Many experts in the AI industry, and some investors and analysts on Wall Street, think that Google may have dropped the ball here. Although it came up with this AI approach, OpenAI and ChatGPT have run away with most of the spoils so far.
I think the jury is still out. However, you can’t help but think about this situation when the authors seem to be dissing the era of human data.
“It could be argued that the shift in paradigm has thrown out the baby with the bathwater,” they wrote. “While human-centric RL has enabled an unprecedented breadth of behaviours, it has also imposed a new ceiling on the agent’s performance: agents cannot go beyond existing human knowledge.”
Silver and Sutton are right about one aspect of this. The supply of high-quality human data has been outstripped by the insatiable demand from AI labs and Big Tech companies that need fresh content to train new models and move their abilities forward. As I wrote last year, it has become a lot harder and more expensive to make big leaps at the AI frontier.
The Era of Experience
The authors have a pretty radical solution for this, and it’s at the heart of the new Era of Experience that they propose in this paper.
They suggest that models and agents should just get out there and create their own new data through interactions with the real world.
This will solve the nagging data-supply problem, they argue, while helping the field attain AGI, or artificial general intelligence, a technical holy grail where machines outperform humans in most useful activities.
“Ultimately, experiential data will eclipse the scale and quality of human-generated data,” Silver and Sutton write. “This paradigm shift, accompanied by algorithmic advancements in RL, will unlock in many domains new capabilities that surpass those possessed by any human.”
Any modern parent can think of this as the equivalent of telling their child to get off the couch, stop looking at their phone, and go outside and play with their friends. There are a lot of richer, more satisfying, and more valuable experiences out there to learn from.

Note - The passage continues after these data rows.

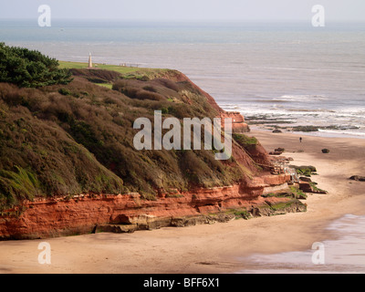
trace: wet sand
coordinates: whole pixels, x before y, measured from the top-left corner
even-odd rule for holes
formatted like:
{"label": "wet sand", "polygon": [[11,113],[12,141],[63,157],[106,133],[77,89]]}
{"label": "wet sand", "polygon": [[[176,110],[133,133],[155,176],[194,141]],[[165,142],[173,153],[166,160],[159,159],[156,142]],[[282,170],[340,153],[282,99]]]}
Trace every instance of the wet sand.
{"label": "wet sand", "polygon": [[[242,257],[310,249],[314,242],[336,239],[328,224],[345,214],[365,214],[365,140],[320,138],[253,131],[270,151],[296,165],[314,165],[318,187],[328,194],[309,195],[308,212],[214,225],[162,228],[134,234],[97,234],[33,241],[0,242],[0,273],[235,273],[255,269]],[[323,154],[321,149],[330,152]],[[51,246],[51,264],[38,263],[38,244]],[[315,267],[314,267],[315,268]]]}

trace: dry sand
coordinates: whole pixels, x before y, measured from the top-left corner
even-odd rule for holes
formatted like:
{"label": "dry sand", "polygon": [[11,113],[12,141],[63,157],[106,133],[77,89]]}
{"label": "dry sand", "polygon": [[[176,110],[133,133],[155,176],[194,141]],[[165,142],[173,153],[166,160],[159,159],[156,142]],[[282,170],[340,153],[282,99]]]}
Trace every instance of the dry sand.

Clark, the Anthropic cofounder, was impressed by the chutzpah of this proposal.
“Papers like this are emblematic of the confidence found in the AI industry,” he wrote in his newsletter on Monday, citing “the gumption to give these agents sufficient independence and latitude that they can interact with the world and generate their own data.”
Examples, and a possible final dis
The authors float some theoretical examples of how this might work in the new Era of Experience.
An AI health assistant could ground a person’s health goals into a reward based on a combination of signals such as their resting heart rate, sleep duration, and activity levels. (A reward in AI is a common way to incentivize models and agents to perform better. Just like you might nag your partner to exercise more by saying they’ll get stronger and look better if they go to the gym.)
An educational assistant could use exam results to provide an incentive or reward, based on a grounded reward for a user’s language learning.
A science agent with a goal to reduce global warming might use a reward based on empirical observations of carbon dioxide levels, Silver and Sutton suggested.
In a way, this is a return to the previous Era of Simulation, which Google arguably led. Except this time, AI models and agents are learning from the real world and collecting their own data, rather than existing in a video game or other digital realm.
The key is that, unlike the Era of Human Data, there may be no limit to the information that can be generated and gathered for this new phase of AI development.
In our current human data period, something was lost, the authors argue: an agent’s ability to self-discover its own knowledge.
“Without this grounding, an agent, no matter how sophisticated, will become an echo chamber of existing human knowledge,” Silver and Sutton wrote, in a possible final dis to OpenAI.